Freiwillige des Internationalen Friedensdienstes Eirene halfen von Torgau aus im Hochwassergebiet

Schülerin Hanna Zimmermann sammelt in Prettin Mist von einer Wiese.

Prettin / Gorsdorf / Torgau (ep) -"Ich stand vor der Entscheidung, alles stehen und liegen zu lassen", sagt Alois Kassuba (75) aus Gorsdorf. "Bei uns stand das Wasser 90 Zentimeter im Wohnzimmer und in der Zimmerei. Wissen Sie, wir sind Heimatvertriebene. Wir haben uns das alles mühsam aufgebaut und jetzt das. -Aber die vielen Helfer haben uns wieder Mut gemacht. Allein von den Freiwilligen von Eirene haben die ganze Woche jeden Tag zwei oder drei bei uns oder bei unseren Nachbarn geholfen. Ohne Hilfe hätten wir alles aufgeben müssen. Wir sind sehr dankbar dafür."

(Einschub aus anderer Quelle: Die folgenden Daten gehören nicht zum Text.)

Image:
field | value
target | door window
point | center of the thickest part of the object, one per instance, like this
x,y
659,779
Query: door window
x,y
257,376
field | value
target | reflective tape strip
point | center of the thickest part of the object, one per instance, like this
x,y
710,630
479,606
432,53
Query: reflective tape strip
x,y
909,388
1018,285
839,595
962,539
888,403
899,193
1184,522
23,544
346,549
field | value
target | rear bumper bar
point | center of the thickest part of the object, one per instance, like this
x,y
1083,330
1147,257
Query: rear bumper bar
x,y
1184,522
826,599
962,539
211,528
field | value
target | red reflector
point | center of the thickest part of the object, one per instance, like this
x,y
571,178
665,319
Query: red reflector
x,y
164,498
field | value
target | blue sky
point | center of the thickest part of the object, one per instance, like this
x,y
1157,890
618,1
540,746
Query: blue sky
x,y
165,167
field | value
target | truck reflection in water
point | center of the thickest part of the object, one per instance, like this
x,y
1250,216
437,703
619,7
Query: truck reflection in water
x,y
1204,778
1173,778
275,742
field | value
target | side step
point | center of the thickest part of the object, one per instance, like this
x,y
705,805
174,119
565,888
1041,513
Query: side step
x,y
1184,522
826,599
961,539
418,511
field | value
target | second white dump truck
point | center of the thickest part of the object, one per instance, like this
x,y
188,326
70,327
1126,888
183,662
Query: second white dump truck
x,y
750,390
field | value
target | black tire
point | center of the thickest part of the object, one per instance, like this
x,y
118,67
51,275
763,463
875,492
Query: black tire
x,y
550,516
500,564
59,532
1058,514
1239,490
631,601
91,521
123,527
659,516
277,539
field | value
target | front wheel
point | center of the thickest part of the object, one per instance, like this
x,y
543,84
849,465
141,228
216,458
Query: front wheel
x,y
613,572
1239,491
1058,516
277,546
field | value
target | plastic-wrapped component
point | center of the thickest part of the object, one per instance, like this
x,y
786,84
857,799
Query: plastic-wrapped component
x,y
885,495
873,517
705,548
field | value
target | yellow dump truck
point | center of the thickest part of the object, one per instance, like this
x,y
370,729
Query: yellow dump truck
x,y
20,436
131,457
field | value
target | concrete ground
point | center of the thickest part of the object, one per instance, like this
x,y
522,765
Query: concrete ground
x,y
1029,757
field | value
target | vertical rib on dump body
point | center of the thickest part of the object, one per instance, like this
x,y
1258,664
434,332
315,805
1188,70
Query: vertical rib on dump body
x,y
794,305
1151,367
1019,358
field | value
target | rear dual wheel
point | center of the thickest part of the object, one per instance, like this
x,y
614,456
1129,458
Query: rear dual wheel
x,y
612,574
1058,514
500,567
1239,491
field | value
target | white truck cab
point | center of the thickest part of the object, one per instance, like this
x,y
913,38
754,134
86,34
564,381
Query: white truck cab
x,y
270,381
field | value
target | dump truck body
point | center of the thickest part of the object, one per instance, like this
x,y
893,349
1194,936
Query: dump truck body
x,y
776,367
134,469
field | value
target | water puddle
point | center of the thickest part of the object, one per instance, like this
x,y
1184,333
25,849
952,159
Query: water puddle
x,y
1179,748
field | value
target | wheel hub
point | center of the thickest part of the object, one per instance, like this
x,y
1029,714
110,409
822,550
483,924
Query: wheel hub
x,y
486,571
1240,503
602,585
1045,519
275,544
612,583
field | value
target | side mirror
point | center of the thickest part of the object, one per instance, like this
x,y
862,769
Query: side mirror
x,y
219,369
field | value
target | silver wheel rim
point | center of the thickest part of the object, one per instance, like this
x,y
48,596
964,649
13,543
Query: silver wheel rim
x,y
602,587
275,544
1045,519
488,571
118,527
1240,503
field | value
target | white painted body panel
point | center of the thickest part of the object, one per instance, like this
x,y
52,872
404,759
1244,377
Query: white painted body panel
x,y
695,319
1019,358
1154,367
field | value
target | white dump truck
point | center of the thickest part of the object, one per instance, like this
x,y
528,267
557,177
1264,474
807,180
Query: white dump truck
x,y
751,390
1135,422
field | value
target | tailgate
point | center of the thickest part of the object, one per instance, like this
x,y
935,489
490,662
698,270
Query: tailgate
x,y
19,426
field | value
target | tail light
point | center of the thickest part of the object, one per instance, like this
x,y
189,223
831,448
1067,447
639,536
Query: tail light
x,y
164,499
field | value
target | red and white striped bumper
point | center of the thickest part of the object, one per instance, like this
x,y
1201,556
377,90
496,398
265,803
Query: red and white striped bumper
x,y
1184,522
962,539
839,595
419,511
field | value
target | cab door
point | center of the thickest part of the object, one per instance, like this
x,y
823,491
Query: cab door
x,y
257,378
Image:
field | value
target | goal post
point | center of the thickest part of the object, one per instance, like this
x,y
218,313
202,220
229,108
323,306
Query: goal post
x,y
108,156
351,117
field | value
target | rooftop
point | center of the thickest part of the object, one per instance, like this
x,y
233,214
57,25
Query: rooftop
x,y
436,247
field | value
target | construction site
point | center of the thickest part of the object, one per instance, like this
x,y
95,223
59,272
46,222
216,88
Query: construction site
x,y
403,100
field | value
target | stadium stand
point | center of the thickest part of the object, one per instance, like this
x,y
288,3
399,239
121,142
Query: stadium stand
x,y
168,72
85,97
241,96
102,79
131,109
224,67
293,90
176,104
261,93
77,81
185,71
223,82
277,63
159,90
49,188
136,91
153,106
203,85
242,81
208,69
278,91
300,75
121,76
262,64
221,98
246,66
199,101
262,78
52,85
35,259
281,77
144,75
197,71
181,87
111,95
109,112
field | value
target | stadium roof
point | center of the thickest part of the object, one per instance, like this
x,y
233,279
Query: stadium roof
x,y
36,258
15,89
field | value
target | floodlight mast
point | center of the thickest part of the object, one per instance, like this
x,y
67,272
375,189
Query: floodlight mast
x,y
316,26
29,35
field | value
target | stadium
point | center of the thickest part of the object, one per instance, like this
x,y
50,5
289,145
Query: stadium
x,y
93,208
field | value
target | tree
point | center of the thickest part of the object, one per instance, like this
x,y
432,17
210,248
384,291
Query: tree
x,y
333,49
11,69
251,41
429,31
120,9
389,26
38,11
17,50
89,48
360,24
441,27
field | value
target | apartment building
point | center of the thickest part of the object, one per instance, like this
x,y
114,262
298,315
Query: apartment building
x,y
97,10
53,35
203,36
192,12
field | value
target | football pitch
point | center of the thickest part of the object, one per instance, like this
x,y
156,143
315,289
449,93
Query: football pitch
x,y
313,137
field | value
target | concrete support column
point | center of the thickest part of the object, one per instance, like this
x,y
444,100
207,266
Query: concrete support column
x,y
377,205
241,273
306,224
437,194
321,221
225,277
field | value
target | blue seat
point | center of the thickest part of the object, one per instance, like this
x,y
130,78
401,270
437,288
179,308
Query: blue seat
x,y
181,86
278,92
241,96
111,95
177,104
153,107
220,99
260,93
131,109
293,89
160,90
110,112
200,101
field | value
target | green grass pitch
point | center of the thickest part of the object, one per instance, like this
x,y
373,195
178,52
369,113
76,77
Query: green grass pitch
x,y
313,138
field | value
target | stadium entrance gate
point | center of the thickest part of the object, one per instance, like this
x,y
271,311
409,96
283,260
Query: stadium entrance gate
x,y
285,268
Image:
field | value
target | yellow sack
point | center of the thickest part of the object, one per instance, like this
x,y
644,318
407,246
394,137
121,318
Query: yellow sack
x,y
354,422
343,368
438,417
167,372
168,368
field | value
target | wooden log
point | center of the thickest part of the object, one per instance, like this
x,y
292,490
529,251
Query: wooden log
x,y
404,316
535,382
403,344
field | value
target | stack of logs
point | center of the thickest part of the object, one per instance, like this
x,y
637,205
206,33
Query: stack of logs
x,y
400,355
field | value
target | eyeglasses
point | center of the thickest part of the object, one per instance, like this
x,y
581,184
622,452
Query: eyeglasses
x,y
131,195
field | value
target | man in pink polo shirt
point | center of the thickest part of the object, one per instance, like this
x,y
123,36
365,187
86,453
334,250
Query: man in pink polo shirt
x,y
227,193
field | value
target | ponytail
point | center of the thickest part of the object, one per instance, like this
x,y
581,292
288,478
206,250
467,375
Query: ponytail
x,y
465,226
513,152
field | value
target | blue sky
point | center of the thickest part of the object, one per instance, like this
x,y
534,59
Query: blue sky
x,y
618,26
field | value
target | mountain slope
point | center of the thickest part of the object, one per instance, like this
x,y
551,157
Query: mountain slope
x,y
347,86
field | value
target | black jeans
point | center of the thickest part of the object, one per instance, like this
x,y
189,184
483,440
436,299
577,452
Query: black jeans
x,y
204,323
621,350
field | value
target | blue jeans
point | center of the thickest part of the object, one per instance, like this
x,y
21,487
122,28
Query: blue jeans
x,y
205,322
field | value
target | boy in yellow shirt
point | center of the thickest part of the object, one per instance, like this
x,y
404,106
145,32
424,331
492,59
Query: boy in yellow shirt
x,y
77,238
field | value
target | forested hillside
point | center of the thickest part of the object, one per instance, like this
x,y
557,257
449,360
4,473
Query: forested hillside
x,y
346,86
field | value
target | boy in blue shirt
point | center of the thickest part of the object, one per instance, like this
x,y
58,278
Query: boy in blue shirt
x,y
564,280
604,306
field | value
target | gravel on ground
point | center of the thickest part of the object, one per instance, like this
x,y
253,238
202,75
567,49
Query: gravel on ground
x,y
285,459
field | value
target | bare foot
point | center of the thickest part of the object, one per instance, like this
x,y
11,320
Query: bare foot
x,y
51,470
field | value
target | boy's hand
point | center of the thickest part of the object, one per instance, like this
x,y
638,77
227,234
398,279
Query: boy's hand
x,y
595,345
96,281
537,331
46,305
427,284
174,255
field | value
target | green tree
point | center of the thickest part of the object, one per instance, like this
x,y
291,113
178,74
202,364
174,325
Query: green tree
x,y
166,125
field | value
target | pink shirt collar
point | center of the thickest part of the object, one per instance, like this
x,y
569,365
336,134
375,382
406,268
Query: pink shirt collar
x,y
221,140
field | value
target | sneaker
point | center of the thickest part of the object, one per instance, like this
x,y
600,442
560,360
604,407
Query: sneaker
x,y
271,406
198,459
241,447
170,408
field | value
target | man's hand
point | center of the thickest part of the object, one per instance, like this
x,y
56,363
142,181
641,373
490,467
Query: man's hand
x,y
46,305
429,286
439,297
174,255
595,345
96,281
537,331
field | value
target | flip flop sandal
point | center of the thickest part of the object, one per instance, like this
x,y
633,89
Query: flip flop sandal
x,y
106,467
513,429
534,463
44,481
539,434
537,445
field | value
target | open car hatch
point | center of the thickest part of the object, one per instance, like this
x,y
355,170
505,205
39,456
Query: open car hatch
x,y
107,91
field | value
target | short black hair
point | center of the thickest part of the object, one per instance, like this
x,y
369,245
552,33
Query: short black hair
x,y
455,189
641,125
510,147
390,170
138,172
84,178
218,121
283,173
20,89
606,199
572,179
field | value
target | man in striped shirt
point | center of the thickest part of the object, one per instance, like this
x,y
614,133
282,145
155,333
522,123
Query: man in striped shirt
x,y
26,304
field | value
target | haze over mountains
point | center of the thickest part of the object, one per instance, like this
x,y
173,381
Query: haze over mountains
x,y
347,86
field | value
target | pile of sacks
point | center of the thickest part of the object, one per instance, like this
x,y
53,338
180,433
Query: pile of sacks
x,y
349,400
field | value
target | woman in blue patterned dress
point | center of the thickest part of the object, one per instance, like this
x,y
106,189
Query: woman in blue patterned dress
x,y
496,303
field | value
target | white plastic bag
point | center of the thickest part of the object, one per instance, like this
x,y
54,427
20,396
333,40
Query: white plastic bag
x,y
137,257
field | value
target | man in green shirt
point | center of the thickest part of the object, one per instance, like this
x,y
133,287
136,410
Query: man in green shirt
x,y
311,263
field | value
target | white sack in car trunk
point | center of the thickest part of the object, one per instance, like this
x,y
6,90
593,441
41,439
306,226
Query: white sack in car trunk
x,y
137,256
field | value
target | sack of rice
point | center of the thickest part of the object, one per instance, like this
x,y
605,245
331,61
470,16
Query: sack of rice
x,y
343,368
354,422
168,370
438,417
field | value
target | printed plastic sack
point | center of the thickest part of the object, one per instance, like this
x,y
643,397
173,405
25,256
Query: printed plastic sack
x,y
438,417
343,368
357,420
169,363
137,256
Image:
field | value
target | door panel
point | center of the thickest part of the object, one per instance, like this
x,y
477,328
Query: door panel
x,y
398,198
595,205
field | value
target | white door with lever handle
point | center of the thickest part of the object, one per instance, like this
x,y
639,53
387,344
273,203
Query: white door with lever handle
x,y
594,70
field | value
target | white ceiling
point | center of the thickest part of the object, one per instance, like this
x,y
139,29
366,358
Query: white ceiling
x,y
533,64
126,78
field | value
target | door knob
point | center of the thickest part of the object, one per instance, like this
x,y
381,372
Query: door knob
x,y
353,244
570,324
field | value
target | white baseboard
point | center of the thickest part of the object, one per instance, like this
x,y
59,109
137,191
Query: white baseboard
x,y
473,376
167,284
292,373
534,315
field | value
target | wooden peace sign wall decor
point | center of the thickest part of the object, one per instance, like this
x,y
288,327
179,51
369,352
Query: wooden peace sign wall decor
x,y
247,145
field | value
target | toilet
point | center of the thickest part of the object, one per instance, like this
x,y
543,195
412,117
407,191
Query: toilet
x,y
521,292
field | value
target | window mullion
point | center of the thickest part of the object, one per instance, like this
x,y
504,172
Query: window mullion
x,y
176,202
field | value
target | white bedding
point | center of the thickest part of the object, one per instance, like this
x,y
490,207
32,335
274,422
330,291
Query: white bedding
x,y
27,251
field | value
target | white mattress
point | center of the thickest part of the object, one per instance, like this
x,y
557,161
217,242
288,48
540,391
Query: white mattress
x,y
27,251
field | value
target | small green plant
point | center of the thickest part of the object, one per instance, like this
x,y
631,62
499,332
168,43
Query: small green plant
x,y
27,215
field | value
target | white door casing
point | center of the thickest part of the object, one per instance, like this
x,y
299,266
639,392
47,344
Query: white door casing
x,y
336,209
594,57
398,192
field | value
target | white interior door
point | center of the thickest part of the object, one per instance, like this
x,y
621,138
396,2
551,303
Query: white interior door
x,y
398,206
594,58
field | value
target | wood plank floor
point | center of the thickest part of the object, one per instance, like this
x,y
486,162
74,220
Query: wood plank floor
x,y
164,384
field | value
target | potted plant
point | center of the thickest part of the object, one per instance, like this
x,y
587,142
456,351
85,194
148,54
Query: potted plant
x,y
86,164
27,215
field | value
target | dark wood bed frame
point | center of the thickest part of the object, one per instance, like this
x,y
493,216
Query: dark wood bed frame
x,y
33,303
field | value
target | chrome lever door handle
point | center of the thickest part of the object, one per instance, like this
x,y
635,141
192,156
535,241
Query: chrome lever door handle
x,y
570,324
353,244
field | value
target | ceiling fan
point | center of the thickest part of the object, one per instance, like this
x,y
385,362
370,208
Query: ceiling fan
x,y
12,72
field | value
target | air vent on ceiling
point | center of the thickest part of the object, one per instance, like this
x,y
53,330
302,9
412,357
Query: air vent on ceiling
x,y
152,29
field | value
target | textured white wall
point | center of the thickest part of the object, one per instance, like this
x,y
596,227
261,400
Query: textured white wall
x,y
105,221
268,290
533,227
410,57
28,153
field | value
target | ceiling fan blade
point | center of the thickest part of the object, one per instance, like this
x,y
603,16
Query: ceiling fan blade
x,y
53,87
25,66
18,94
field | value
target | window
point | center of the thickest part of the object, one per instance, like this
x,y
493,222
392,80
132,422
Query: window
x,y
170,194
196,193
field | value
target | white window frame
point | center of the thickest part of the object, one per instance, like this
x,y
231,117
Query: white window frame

Nicht nur Alois und Maria Kassuba und ihren Nachbarn haben Frauen und Männer vom Freiwilligendienst Eirene (griechisch: Frieden) beim Aufräumen der Hochwasserschäden geholfen. Auch in anderen Orten in der Region zwischen Elbe und Schwarzer Elster, Jessen und Torgau, sowie in Eilenburg haben die Freiwilligen 14 Tage lang unentgeltlich angepackt: überflutete Wohnungen ausgeräumt, in einer Grundschule Dreck und Schlamm beseitigt, geholfen Keller auszupumpen.

"Wir hatten uns angesichts der Katastrophe kurzerhand entschlossen, zu einem Einsatz in Deutschland aufzurufen", sagt Martin Weicker, der die Arbeit der Freiwilligen des Internationalen Christlichen Friedensdienstes koordiniert hat. Sonst ist Eirene nur im Ausland tätig. Nach eigenen Angaben sind derzeit knapp 100 Freiwillige in Afrika, Lateinamerika und Europa im Einsatz.

Beistand für Flutopfer in Gorsdorf und Prettin

Mehr als 60 Frauen und Männer kamen jetzt in die Region Torgau, um zu helfen. Zum Beispiel auch bei Landwirt Schlenker in Prettin. Sein Wohnhaus, in dem seine kranke Frau im Bett liegt, war nicht betroffen. Doch sein Hof, Wiesen und angrenzende Felder wurden überflutet. Gleich vier Freiwillige halfen dem behinderten alten Bauern, Geräte und Schlamm aus den Stallungen zu räumen, Wände mit Dekontiminationsmittel zu reinigen, angeschwemmten Mist und Unrat von den Wiesen zu räumen.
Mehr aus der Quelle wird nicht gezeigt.